Nice idea. I use the order of the hash table as the maximum size of
buckets, so that as the size of the hash table increases (and thus
becomes more expensive to grow), it takes larger buckets to trigger the
growing of the table.

For the very worst case, you'd have a 2^32 entry hash table, each with
32 entries in their bucket, which makes for a huge amount of total
entries. Even the worst case of having to look thru all of the 32
entries in a bucket is completely insignificant compared to the worst
case of a simple array or a linked list, thus I feel I'm winning enough.

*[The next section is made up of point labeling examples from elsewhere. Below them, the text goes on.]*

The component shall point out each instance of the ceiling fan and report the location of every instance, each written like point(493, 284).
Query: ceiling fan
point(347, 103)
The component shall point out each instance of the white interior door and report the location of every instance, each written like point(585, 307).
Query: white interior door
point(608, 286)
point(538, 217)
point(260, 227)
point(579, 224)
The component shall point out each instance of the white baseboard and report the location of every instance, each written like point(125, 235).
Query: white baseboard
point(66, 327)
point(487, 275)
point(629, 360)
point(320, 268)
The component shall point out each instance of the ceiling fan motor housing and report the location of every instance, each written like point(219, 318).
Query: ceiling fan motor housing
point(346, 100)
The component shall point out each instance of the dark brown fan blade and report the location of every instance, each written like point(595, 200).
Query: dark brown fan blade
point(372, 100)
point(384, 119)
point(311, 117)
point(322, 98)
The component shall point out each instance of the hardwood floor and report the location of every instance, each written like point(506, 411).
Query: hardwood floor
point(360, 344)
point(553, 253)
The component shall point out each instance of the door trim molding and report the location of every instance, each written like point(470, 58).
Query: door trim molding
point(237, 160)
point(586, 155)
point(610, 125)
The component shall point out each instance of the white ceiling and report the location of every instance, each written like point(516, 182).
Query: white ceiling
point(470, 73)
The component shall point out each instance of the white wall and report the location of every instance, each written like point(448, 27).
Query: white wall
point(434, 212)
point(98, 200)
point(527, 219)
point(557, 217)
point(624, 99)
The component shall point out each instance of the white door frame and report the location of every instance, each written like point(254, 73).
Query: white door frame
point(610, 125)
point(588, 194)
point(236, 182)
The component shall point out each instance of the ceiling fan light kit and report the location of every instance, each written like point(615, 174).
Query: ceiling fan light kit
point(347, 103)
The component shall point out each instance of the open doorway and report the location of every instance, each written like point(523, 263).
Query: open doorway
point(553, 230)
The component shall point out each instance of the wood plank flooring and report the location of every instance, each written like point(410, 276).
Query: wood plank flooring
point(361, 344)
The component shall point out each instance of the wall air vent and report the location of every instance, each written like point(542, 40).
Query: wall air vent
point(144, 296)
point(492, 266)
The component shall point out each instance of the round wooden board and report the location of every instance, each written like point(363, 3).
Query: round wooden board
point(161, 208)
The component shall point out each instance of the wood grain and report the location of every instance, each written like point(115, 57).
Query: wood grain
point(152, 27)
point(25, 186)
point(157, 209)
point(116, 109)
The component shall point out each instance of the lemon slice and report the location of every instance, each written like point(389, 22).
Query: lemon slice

I think that my straight method isn't O(n) as you mentioned, but rather
O(n log n), which is nice enough for me.

> DynHashTable is only used when altering the hash table, and it does this in
> the most effecient way possible; with only ONE reallocation, nomatter the
> amount of entries that get added (it does allocate for a linked lists, but
> that's pretty effecient due to a special allocator I'm using). If I moved
> the alteration functionality into HashTable and gave it an AddEntry()
> method, then that would be extremely ineffecient. I could do a AddEntries().
> That would still only require one reallocation, but it would also require
> the client code to have the entries to be added in one array, which migth
> not always be possible. The solution with DynHashTable is better because it
> allows me to do what can be done in terms of optimizing this process, while
> making client code both smaller and simpler.

Do you add entries that often? Adding an entry to a normal hash table,
for the case where it doesn't need to grow the table (that the regular
case), is quite fast. Once in a while, it has to grow the table, that's
all. The fact that adding an element isn't done in bounded time
sometimes is a big disadvantage, that's why the hash tables in the C++
STL are actually *not* hash tables, but red-black trees!

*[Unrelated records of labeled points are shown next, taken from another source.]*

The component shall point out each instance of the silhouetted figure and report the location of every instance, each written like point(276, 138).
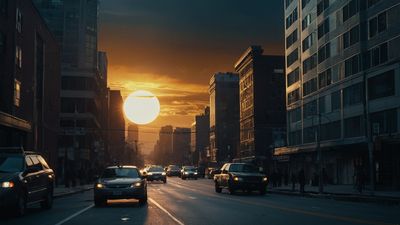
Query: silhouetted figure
point(302, 180)
point(293, 179)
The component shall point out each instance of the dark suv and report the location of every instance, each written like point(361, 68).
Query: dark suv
point(240, 176)
point(25, 178)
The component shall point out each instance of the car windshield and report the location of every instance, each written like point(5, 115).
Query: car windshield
point(156, 169)
point(11, 164)
point(120, 173)
point(243, 168)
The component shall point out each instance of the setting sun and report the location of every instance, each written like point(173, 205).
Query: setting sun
point(141, 107)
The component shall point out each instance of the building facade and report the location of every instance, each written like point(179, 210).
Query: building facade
point(200, 137)
point(29, 80)
point(343, 89)
point(262, 108)
point(224, 117)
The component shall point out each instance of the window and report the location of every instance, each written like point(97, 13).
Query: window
point(382, 85)
point(292, 57)
point(354, 127)
point(350, 10)
point(294, 115)
point(310, 63)
point(310, 109)
point(386, 120)
point(323, 28)
point(352, 66)
point(310, 87)
point(321, 105)
point(306, 22)
point(324, 53)
point(291, 18)
point(375, 56)
point(335, 100)
point(351, 37)
point(330, 131)
point(291, 39)
point(308, 41)
point(325, 78)
point(372, 2)
point(18, 20)
point(17, 92)
point(321, 6)
point(377, 24)
point(353, 95)
point(294, 96)
point(293, 77)
point(18, 56)
point(304, 3)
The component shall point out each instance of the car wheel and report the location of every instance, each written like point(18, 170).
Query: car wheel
point(20, 208)
point(218, 189)
point(48, 201)
point(100, 202)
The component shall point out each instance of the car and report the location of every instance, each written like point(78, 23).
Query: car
point(120, 182)
point(155, 173)
point(240, 176)
point(173, 170)
point(25, 179)
point(188, 172)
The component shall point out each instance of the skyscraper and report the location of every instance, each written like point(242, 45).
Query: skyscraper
point(342, 86)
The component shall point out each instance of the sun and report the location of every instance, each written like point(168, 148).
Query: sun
point(141, 107)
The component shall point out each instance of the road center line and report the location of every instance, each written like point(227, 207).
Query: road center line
point(75, 215)
point(166, 211)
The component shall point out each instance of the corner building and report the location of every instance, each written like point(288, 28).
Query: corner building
point(343, 89)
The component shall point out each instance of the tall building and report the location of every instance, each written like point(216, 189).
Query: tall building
point(224, 117)
point(29, 80)
point(262, 108)
point(74, 24)
point(343, 89)
point(181, 146)
point(116, 126)
point(200, 137)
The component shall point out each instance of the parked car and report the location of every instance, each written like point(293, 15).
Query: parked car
point(25, 178)
point(153, 173)
point(240, 176)
point(188, 172)
point(173, 170)
point(120, 182)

The improvement you're getting with your DynHashTable is only visible
for a large number of successive add entry operations, *or* when you
need adding to be done in bounded time. While there is nothing that can
be done to fix the unbounded time required to add an entry to a hash
table (you have to alter the algorithm, like going to your DynHashTable
or to red-black tree like the STL), I feel that the case where you're
adding a bunch of entries to the hash table is not very important. Since
I grow the bucket size with the size of the hash table (to the square
root, but whatever) and the table doubles in size, the rate at which
growing the table needs to happen goes down as the cost of doing so goes
up anyway. When growing the hash table becomes serious business, you can
be sure that you can add quite a few entries (at very little cost)
before you need to grow again.

The reasoning is simply that it wasn't worth the effort to switch from
one type of hash table to another, then back as we're finished adding
stuff to it. We have one Hashtable class, that's it.

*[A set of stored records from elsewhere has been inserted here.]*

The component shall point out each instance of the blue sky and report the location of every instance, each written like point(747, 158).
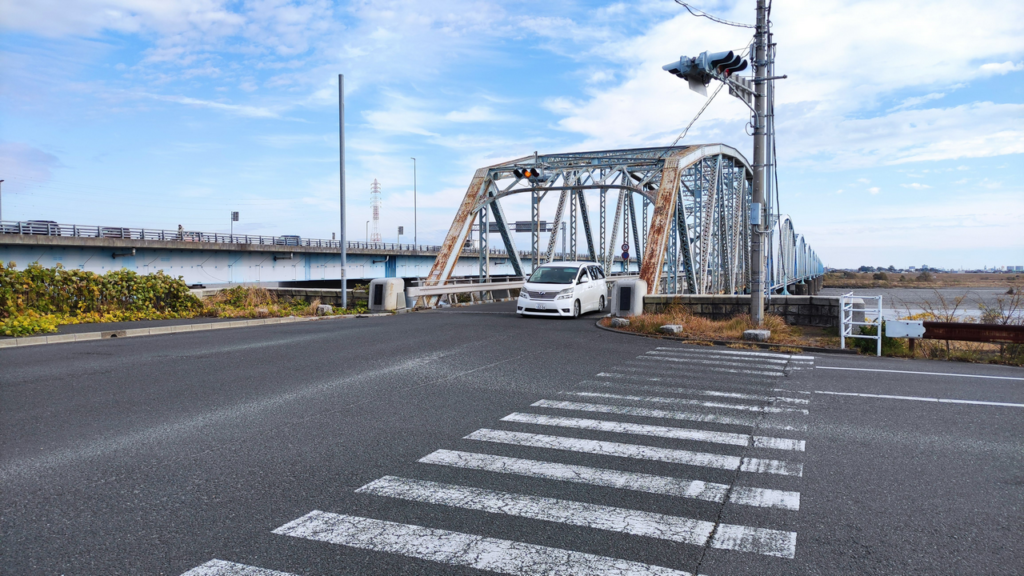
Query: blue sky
point(900, 128)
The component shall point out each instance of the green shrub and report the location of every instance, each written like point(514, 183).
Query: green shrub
point(890, 346)
point(38, 299)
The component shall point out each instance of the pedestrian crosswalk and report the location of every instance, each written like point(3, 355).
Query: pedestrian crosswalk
point(679, 424)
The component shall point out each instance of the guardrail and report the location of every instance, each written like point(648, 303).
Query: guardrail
point(970, 332)
point(46, 228)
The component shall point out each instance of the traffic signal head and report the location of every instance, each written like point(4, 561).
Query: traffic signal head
point(687, 69)
point(725, 64)
point(534, 174)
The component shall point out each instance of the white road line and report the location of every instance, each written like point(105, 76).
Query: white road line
point(224, 568)
point(674, 374)
point(725, 359)
point(640, 452)
point(628, 427)
point(722, 362)
point(713, 368)
point(626, 521)
point(919, 399)
point(670, 414)
point(659, 432)
point(736, 395)
point(637, 482)
point(737, 353)
point(690, 402)
point(926, 373)
point(459, 548)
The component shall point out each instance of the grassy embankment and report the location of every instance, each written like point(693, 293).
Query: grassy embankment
point(1007, 311)
point(38, 299)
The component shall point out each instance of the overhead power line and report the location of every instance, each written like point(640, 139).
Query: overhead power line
point(704, 14)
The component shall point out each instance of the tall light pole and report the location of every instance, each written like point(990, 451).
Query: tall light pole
point(415, 231)
point(341, 158)
point(758, 219)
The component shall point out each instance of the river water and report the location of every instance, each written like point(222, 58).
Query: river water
point(898, 302)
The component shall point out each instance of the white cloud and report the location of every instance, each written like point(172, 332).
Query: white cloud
point(1001, 68)
point(474, 114)
point(25, 165)
point(239, 110)
point(910, 103)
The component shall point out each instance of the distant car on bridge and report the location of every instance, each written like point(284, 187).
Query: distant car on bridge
point(563, 289)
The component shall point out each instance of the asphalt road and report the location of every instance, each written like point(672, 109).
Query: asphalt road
point(469, 441)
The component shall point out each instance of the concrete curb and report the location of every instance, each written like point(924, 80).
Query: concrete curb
point(159, 330)
point(771, 347)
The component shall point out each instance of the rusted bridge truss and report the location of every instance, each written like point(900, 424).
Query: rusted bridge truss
point(683, 213)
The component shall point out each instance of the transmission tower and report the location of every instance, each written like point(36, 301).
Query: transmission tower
point(375, 196)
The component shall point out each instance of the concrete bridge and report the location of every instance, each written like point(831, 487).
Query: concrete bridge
point(211, 258)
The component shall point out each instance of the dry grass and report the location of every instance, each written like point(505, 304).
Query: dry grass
point(706, 329)
point(920, 280)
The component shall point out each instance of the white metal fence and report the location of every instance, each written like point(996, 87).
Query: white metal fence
point(851, 318)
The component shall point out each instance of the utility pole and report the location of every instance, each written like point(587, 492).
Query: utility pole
point(341, 157)
point(758, 219)
point(415, 231)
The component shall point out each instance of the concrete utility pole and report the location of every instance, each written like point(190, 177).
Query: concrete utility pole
point(415, 230)
point(341, 153)
point(758, 219)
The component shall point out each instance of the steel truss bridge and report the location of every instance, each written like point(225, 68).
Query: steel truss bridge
point(684, 211)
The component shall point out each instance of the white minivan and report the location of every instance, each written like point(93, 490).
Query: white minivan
point(563, 289)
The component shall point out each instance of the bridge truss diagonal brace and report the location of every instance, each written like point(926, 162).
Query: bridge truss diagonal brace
point(660, 219)
point(448, 256)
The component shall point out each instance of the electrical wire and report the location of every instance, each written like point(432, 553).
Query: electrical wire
point(699, 112)
point(701, 13)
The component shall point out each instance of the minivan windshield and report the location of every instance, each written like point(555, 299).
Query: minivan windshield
point(554, 275)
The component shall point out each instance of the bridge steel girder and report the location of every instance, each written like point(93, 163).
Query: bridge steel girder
point(706, 241)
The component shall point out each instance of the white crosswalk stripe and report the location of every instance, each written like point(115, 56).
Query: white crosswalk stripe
point(710, 491)
point(720, 394)
point(672, 455)
point(458, 548)
point(638, 523)
point(224, 568)
point(719, 352)
point(637, 394)
point(689, 402)
point(670, 414)
point(662, 432)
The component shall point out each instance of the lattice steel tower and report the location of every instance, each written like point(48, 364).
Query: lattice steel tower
point(375, 196)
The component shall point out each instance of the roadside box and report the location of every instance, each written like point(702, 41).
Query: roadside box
point(627, 297)
point(387, 294)
point(904, 329)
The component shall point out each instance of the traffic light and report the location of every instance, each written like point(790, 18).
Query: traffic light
point(688, 70)
point(532, 174)
point(699, 71)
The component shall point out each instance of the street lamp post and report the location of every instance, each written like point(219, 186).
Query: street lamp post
point(415, 231)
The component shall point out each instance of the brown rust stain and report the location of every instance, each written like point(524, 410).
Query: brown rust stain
point(660, 221)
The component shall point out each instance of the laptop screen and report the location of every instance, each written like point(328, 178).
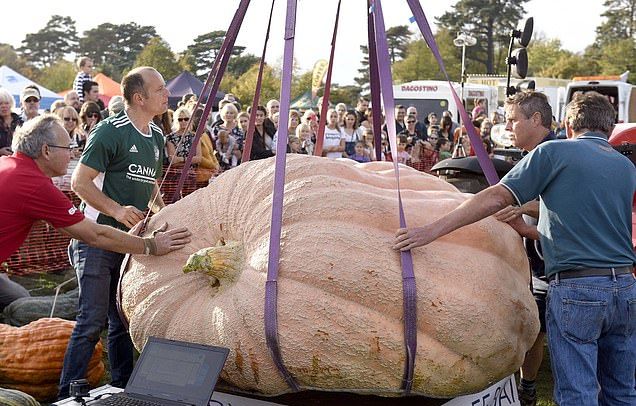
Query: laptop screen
point(177, 371)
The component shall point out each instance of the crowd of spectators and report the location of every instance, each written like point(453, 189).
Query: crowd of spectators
point(348, 132)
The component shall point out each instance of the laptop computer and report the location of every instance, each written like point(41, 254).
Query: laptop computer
point(172, 373)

I just felt that discussing THE most optimized algorithm for such a
relatively unimportant part of the system is the kind of thing that
makes projects of the scope of PenguinPlay bog down. Heck, regular Unix
ufs uses a darn ARRAY for directories entries!

Unix got where it is now with the "90% of the work with 10% of the
effort" rule, guys... Otherwise, you get Lisp and Lisp Machines, and you
know where they are now (in a garbage dump and museums). Nobody cares
that they were the best machines and environments ever conceived. Don't
get pedantic with that last 10% of work, Unix is *FINE* without it, see?

Where does PenguinPlay want to be? On all the Linux machines? Or in the
garbage dump?

-- 
Pierre Phaneuf
Ludus Design, http://ludusdesign.com/
"First they ignore you. Then they laugh at you.
Then they fight you. Then you win." -- Gandhi